Interview écrite

5 juillet 2013
Posté par
Flora

Rencontre avec Robert Tirvaudey, auteur de  » Nouvelles métaphysiques « 

Robert_Tirvaudey_Edilivre

Pouvez-vous introduire, en quelques mots, votre ouvrage ?
En trois mots, si vous le permettez. Le recueil Nouvelles métaphysiques a pour vocation de donner à voir l’homme englué dans des situations limites, c’est-à-dire extrêmes pour mesurer la frontière ténue entre l’humain et l’inhumain. Quand et comment l’homme bascule-t-il dans l’inhumanité ? Ce qui a donné naissance à « Par ici ».

A travers ce titre, Nouvelles métaphysiques, choisissez-vous d’aborder des thèmes philosophiques dans votre ouvrage ?
Toute forme littéraire se déploie sur fond d’une philosophie en son sens le plus large, implicitement ou expressément. Ce qu’il y a de « métaphysique » ce n’est pas tant la thématique (la guerre, la femme, etc.) que ce qui est visé : les conditions de possibilité d’un être humain confronté à une situation d’urgence. Comment un homme peut-il accepter l’inacceptable ? Ce qui est l’interrogation initiale de La Femme-Jardin. Comment une femme admet-elle le servage ? Autre question qui inaugure « La dernière fille d’Arès ». Un écrit n’est pas philosophique parce qu’il parlerait de « philosophie », mais en vertu de sa ligne poétique qui s’ouvre par le travail sur une problématique historique.

Vous abordez également l’Histoire du 20ème siècle dans votre ouvrage. Pourquoi choisissez-vous la période contemporaine ?
Le 20ème siècle n’est-il pas le plus troublé et troublant ? Mais il ne doit pas être un prétexte à une dramatisation artificielle. Il est constitué d’Événements qui donnent à comprendre ce qui arrive par, pour, et contre l’homme. La Shoah, par exemple, avec Lettres posthumes. Ce siècle est celui de l’Inouï, de l’Indicible et de l’Impensable.

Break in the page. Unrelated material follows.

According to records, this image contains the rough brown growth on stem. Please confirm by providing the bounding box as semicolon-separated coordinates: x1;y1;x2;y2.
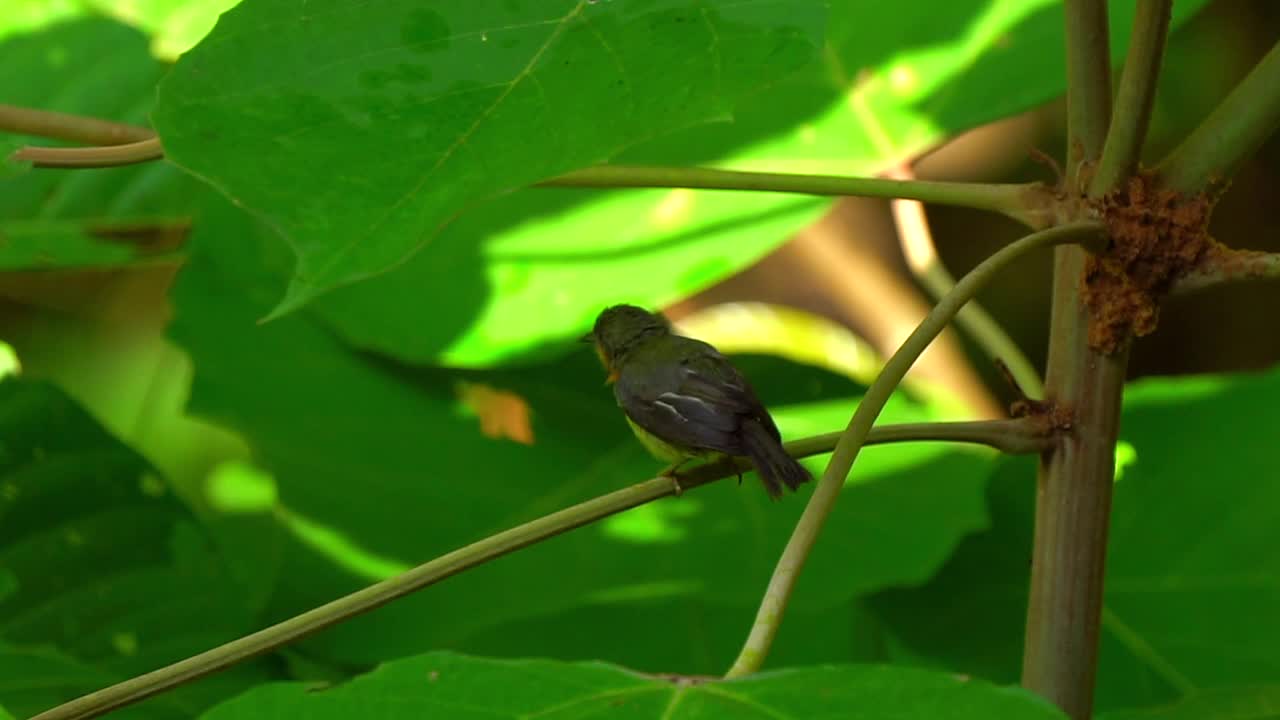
1084;171;1216;352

Cherchez-vous à transmettre un message particulier ?
Il faut tenir en horreur le « message » qui instrumentalise et par là détruit la littérature. Proust aurait pu dire en quatre lignes ce qu’il a dit dans la Recherche, en moins de temps qu’il en faut pour le signifier. L’écrivain n’est pas le gardien de la signification car elle est étrangère à l’intention de l’écrivant. À preuve : l’écrivant est le premier lecteur. C’est dire que l’auteur n’est qu’un accident parce que l’œuvre lui échappe inévitablement. Il est un anonyme qui se tourne vers un lecteur anonymé. Toute écriture part de l’homme pour accéder à la vérité sur l’homme. C’est pourquoi le littéraire est nécessairement un humanisme. Il n’y a que l’homme directement ou indirectement comme objet d’écriture. Fondamentalement, si tout a déjà été dit, il faut tout redire.

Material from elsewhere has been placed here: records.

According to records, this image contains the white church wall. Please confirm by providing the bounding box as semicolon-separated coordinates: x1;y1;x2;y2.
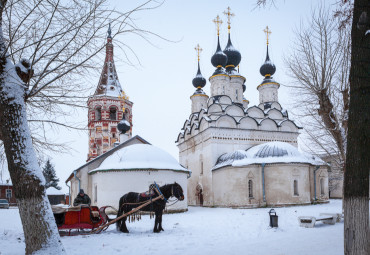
264;164;311;206
229;76;244;104
178;125;301;207
191;94;208;113
309;166;329;201
258;83;279;103
210;75;230;97
90;170;188;212
212;166;262;207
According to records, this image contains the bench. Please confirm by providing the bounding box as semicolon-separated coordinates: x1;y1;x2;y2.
298;216;336;228
319;213;343;223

Vos nouvelles comportent-elles une part de fiction ?
Quelle différence entre une nouvelle historique et une page d’histoire ? Prenez Michelet dans Les Sorcières : littérature et/ou fiction ? La tâche a été de combler les blancs dans des moments tournants de l’histoire aussi bien au sens de la réalité historique que de l’histoire de la littérature. Il y a donc un jeu avec, sur la polysémie du concept d’historia : récit, fiction, réalité historique, fable, conte, étude des faits, enquête. « Les deux vagabonds » témoignent, jugent de l’a-humanité de deux SDF.

Qui en sont les personnages principaux, pouvez-vous nous les présenter ?
Tout personnage est un prototype d’une attitude possible face à des circonstances singulières. À proprement parler, il n’a pas d’autre épaisseur que celle de tout l’homme, de tout homme. Prenons le cas de Kant, dans « L’Exception d’Emmanuel Kant », assurément il est question de Kant posé dans sa biographie authentique, mais il représente la sottise de la pensée philosophique qui se déploie dans le champ de préjugés, en l’occurrence celui qui veut qu’une femme de couleur ne penserait pas !

Un dernier mot pour vos lecteurs ?
Se réapproprier un texte par la lecture c’est le réécrire. Car lire, c’est relire, relire, c’est réécrire. Joyeuse réécriture, donc.